Eine gute Gebäudeautomatisierung arbeitet wie ein Butler dezent im Hintergrund und wird – solange sie reibungslos funktioniert – kaum beachtet. Aber was passiert wenn der elektronische Helfer ausfällt, oder schlimmer, wenn Fehler nur sporadisch auftreten? Bei der Suche nach der Fehlerquelle wird dann ein sogenannter Bus-Monitor zum nützlichen Tool. Er überwacht alles was im Netzwerk passiert, loggt die Daten und bietet übersichtliche Tabellen zur Analyse an. Klingt komplex? Ist es auch, schließlich sind auch in einem Einfamilienhaus oft dutzende Geräte am Netzwerk angeschlossen. Wichtig ist deshalb, dass ein Analysewerkzeug diese Komplexität für Nichtfachleute verständlich darstellt. Dann findet der Hausherr bei auftretenden Fehlern schnell die Störquelle und kann sie entweder selbst beheben oder gezielte Aufträge vergeben. Das spart wertvolle Zeit und nicht zuletzt auch Kosten.

Immer auf Draht

Im Gebäudemanagement hat sich der KNX-Bus allgemein als Standard etabliert. Der PNX-Monitor läuft parallel zur Automatisierungssoftware, überwacht den Bus und ist ständig bereit, etwaige Fehler- oder Störquellen aufzuspüren und zu dokumentieren. Je nach Einstellung werden dann kurze Ausschnitte oder Langzeitaufnahmen über mehrere Tage protokolliert. Eine tabellarische Übersicht zeigt den gesamten Verkehr im KNX-Netzwerk an, inklusive der Telegramme, die vom Überwachungsmonitor selbst verschickt wurden. Dabei werden „Request“ und „Response“ in der Tabelle angezeigt und die jeweiligen Telegramme inklusive Feedback in der Tabelle zugeordnet. Während das KNX-Netzwerk überwacht wird, werden alle physikalischen Adressen, welche in den KNX-Telegrammen genutzt werden, verarbeitet und gesichert. Diese liefern wertvolle Informationen, die wiederum in bestimmten KNX-Installationen Verwendung finden.

Vielfältige Heimdiagnose

Die Vorteile des permanenten Monitorings werden in der praktischen Anwendung schnell klar: Reagiert ein Aktor, zum Beispiel eine Lampe, überhaupt nicht auf einen geänderten Schaltzustand, gibt es vier Fehlermöglichkeiten. Trivial und einfach zu erkennen: die Lampe ist defekt. Schwieriger wird es bei Taster- und Aktorfehlern oder defekter Leitung. Um den Fehler einzugrenzen, bietet der PNX-Monitor die Möglichkeit, per Signalmonitoring zu überprüfen, ob der Taster Signale sendet. Ist dies der Fall, bleiben nur noch Aktor und Leitung als Fehlerursache. Reagiert der Aktor, im Beispiel der Stromschalter der Lampe, auf ein manuell erzeugtes Signal aus dem Monitor, liegt der Defekt zwischen Taster und Aktor, ist also ein klassischer Leitungsfehler. Reagiert der Aktor dagegen nicht, ist selbiger, im Beispiel die Lampe, defekt.

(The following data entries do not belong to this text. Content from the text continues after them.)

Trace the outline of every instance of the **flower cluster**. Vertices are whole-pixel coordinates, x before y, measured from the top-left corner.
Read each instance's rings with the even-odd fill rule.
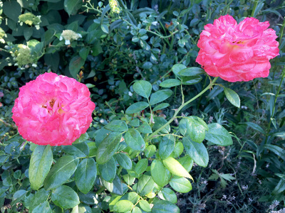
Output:
[[[269,23],[246,18],[239,24],[229,15],[207,24],[198,41],[196,62],[214,77],[234,82],[266,77],[269,60],[279,55],[277,36]]]
[[[76,32],[71,30],[66,30],[61,33],[59,40],[62,40],[63,39],[64,39],[66,40],[66,45],[68,45],[71,44],[71,40],[76,40],[79,38],[82,38],[81,34],[76,33]]]
[[[94,109],[86,85],[46,72],[20,88],[12,119],[27,141],[71,145],[89,128]]]

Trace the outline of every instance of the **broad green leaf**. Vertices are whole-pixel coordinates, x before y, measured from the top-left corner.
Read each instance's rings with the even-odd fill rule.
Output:
[[[159,186],[164,187],[168,183],[167,172],[160,160],[152,160],[150,165],[150,173],[153,180]]]
[[[83,159],[75,173],[76,184],[78,190],[84,194],[88,192],[93,187],[96,176],[97,167],[94,159]]]
[[[138,128],[138,130],[145,134],[152,133],[150,126],[146,122],[143,122],[142,124]]]
[[[37,190],[43,185],[52,163],[51,146],[38,146],[31,155],[28,168],[28,178],[33,190]]]
[[[240,99],[239,95],[234,90],[227,87],[224,87],[224,92],[229,102],[231,102],[232,105],[239,108]]]
[[[151,208],[150,206],[150,204],[148,203],[147,201],[142,200],[140,201],[138,203],[140,205],[140,207],[145,212],[151,212]]]
[[[209,131],[206,133],[206,140],[219,146],[232,144],[231,135],[222,125],[214,123],[209,124],[208,126]]]
[[[122,134],[120,133],[112,132],[103,140],[97,149],[97,163],[104,164],[112,158],[121,138]]]
[[[134,114],[137,112],[140,112],[140,111],[145,109],[150,105],[147,102],[140,102],[135,103],[130,105],[127,110],[125,111],[126,114]]]
[[[145,148],[145,141],[135,129],[130,129],[125,133],[125,141],[133,150],[143,151]]]
[[[77,11],[82,6],[82,1],[81,0],[64,0],[64,10],[71,15],[76,13]]]
[[[65,0],[69,1],[69,0]],[[76,55],[73,58],[71,58],[69,62],[69,72],[71,76],[76,79],[77,75],[78,74],[82,66],[84,65],[85,60],[83,59],[79,55]]]
[[[182,143],[186,153],[193,159],[194,162],[202,167],[206,167],[208,165],[208,152],[202,143],[194,142],[187,136],[182,138]]]
[[[205,138],[208,126],[206,123],[197,116],[190,116],[181,119],[179,123],[179,131],[183,135],[188,135],[193,141],[202,143]]]
[[[185,155],[178,159],[178,162],[185,168],[189,173],[193,166],[193,160],[188,155]]]
[[[181,81],[177,79],[167,79],[162,82],[160,84],[162,87],[172,87],[180,85]]]
[[[188,172],[185,169],[185,168],[179,163],[177,160],[172,157],[169,157],[162,160],[164,165],[166,168],[173,175],[185,177],[193,180],[192,176],[188,173]],[[194,180],[193,180],[194,181]]]
[[[155,106],[155,107],[153,108],[152,111],[162,109],[166,107],[168,107],[169,106],[170,106],[170,105],[168,103],[162,103],[162,104],[158,104],[157,106]]]
[[[154,105],[159,102],[162,102],[164,100],[169,98],[172,94],[172,91],[170,89],[162,89],[159,90],[153,93],[150,97],[150,104]]]
[[[130,192],[129,193],[125,194],[120,200],[127,200],[128,201],[130,201],[133,204],[135,204],[140,200],[140,196],[135,192]]]
[[[104,164],[98,165],[99,172],[101,177],[107,182],[112,182],[115,176],[117,170],[114,158],[111,158],[108,162]]]
[[[182,76],[180,75],[178,72],[186,68],[186,66],[182,64],[174,65],[172,67],[172,72],[179,79],[181,79]]]
[[[172,135],[162,137],[158,148],[158,153],[162,159],[168,158],[172,153],[175,146],[175,138]]]
[[[173,204],[177,202],[177,197],[175,192],[170,188],[163,188],[158,192],[158,196],[160,199],[169,201]]]
[[[138,175],[145,172],[148,165],[148,160],[147,158],[143,158],[139,160],[135,165],[135,173]]]
[[[135,177],[130,176],[129,174],[126,174],[123,175],[123,178],[124,179],[125,182],[128,185],[131,185],[135,182]]]
[[[179,213],[178,207],[166,200],[158,200],[154,203],[152,213]]]
[[[114,120],[110,121],[106,126],[105,129],[110,130],[112,131],[128,131],[128,125],[124,121],[122,120]]]
[[[174,151],[173,151],[173,158],[176,158],[180,156],[180,155],[182,153],[184,150],[184,146],[183,143],[181,142],[178,142],[175,143],[175,146],[174,147]]]
[[[65,153],[78,158],[85,158],[89,154],[89,148],[86,141],[71,146],[62,146]]]
[[[110,192],[118,195],[122,195],[123,194],[123,185],[125,185],[125,184],[122,183],[118,175],[115,175],[112,182],[107,182],[103,179],[101,179],[101,182]]]
[[[65,183],[73,175],[78,162],[78,158],[71,155],[64,155],[59,158],[43,182],[46,190],[55,189]]]
[[[64,185],[53,190],[51,198],[56,205],[63,209],[73,208],[80,203],[77,193]]]
[[[134,91],[139,95],[148,99],[152,90],[152,85],[149,82],[140,80],[136,82],[133,88]]]
[[[205,72],[203,69],[195,67],[187,67],[178,72],[178,74],[181,76],[194,76],[204,73]]]
[[[31,213],[52,213],[51,207],[49,206],[49,203],[48,201],[45,201],[44,202],[40,204],[38,206],[36,207]]]
[[[156,147],[155,145],[149,145],[145,150],[145,155],[147,158],[151,158],[156,151]]]
[[[155,182],[151,176],[142,175],[138,180],[137,192],[140,196],[145,196],[152,191]]]
[[[162,117],[155,117],[155,124],[152,126],[152,129],[154,131],[157,130],[162,126],[164,126],[167,121]],[[163,128],[162,130],[160,130],[160,132],[164,134],[167,134],[170,131],[170,126],[168,124],[167,125],[165,128]]]
[[[130,160],[130,158],[126,154],[120,153],[115,154],[114,156],[119,165],[124,169],[132,169],[132,160]]]
[[[192,190],[190,182],[185,178],[175,177],[170,180],[170,186],[180,193],[187,193]]]
[[[183,76],[182,79],[183,85],[192,85],[199,83],[202,80],[202,77],[200,75]]]
[[[130,211],[133,207],[133,204],[129,200],[119,200],[113,207],[113,210],[117,212],[125,212]]]

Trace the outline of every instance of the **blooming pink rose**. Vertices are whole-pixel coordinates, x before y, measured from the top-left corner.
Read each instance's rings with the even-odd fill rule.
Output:
[[[46,72],[20,88],[12,119],[27,141],[71,145],[89,128],[94,109],[86,85]]]
[[[229,15],[207,24],[198,41],[196,62],[214,77],[234,82],[269,75],[269,60],[279,55],[275,31],[268,21],[246,18],[239,24]]]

Größere Projekte profitieren ebenfalls von einem solchen permanenten Monitoring. Gibt es etwa immer um 17:00 Uhr ein Problem mit der nach Sonnenstand gesteuerten Rollladenanlage, kann mit Hilfe des Monitors genau der betroffene Zeitraum analysiert werden. Der Mitarbeiter, der die Wartung durchführt, setzt einen Filter beispielsweise auf die Daten der vermuteten Gerätegruppen und eine bestimmte Uhrzeit, um den Fehler einzugrenzen, und kann so live das Problem visualisieren. Parallel werden im Hintergrund alle anderen anfallenden Telegramme permanent gespeichert. Das Ergebnis der Filtereinstellung kann dann exportiert werden und steht vor Ort oder zuhause für eine Fehleranalyse bereit.